Bayesian Data Scientist employer: ECM Talent
Contact Detail:
ECM Talent Recruiting Team
StudySmarter Expert Advice π€«
We think this is how you could land Bayesian Data Scientist
β¨Tip Number 1
Familiarise yourself with the latest trends in Bayesian methods and Marketing Mix Modelling. This will not only help you understand the role better but also allow you to engage in meaningful conversations during interviews, showcasing your passion and knowledge.
β¨Tip Number 2
Network with professionals in the data science and marketing fields, especially those who have experience with Bayesian techniques. Attend relevant meetups or webinars to build connections and gain insights that could give you an edge in your application.
β¨Tip Number 3
Prepare to discuss specific projects where you've applied Bayesian methods or built Marketing Mix Models. Be ready to explain your thought process, the challenges you faced, and how you overcame them, as this demonstrates your practical experience.
β¨Tip Number 4
Showcase your proficiency in Python and any experience with R by working on personal projects or contributing to open-source initiatives. This hands-on experience can be a great talking point in interviews and can set you apart from other candidates.

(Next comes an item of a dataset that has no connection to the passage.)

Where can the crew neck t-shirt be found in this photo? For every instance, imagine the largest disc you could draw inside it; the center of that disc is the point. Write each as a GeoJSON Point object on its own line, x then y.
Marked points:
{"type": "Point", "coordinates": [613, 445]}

We think you need these skills to ace Bayesian Data Scientist
Some tips for your application π«‘
Tailor Your CV: Make sure your CV highlights your experience with Bayesian methods and Marketing Mix Models. Use specific examples that demonstrate your proficiency in Python and any relevant projects you've worked on.
Craft a Compelling Cover Letter: In your cover letter, express your enthusiasm for the role and the company. Discuss how your skills align with the job requirements, particularly your experience with econometric modelling and data analysis.
Showcase Relevant Projects: If you have worked on projects involving Bayesian modelling or advanced data analysis, include these in your application. Describe your role, the tools you used, and the impact of your work.
Highlight Soft Skills: Don't forget to mention your communication skills and ability to collaborate with different teams. These are crucial for translating complex models into actionable insights, which is a key part of the job.
How to prepare for a job interview at ECM Talent
β¨Showcase Your Technical Skills
Be prepared to discuss your experience with Python, particularly with libraries like pandas and NumPy. Highlight any projects where you've built Bayesian Marketing Mix Models or used probabilistic programming, as this will demonstrate your technical expertise.
β¨Prepare for Scenario-Based Questions
Expect questions that require you to think critically about marketing strategies and data-driven decisions. Practice explaining how you would approach scenario-based simulations and the implications of your findings on marketing budget allocation.
β¨Communicate Complex Concepts Clearly
Since strong communication skills are essential, practice explaining complex Bayesian models in simple terms. Be ready to discuss how your insights can translate into practical business outcomes, especially when collaborating with non-technical teams.
β¨Demonstrate Your Problem-Solving Approach
Prepare examples of how you've validated and stress-tested models in the past. Discuss specific challenges you faced and how you identified opportunities for improvement, showcasing your analytical thinking and attention to detail.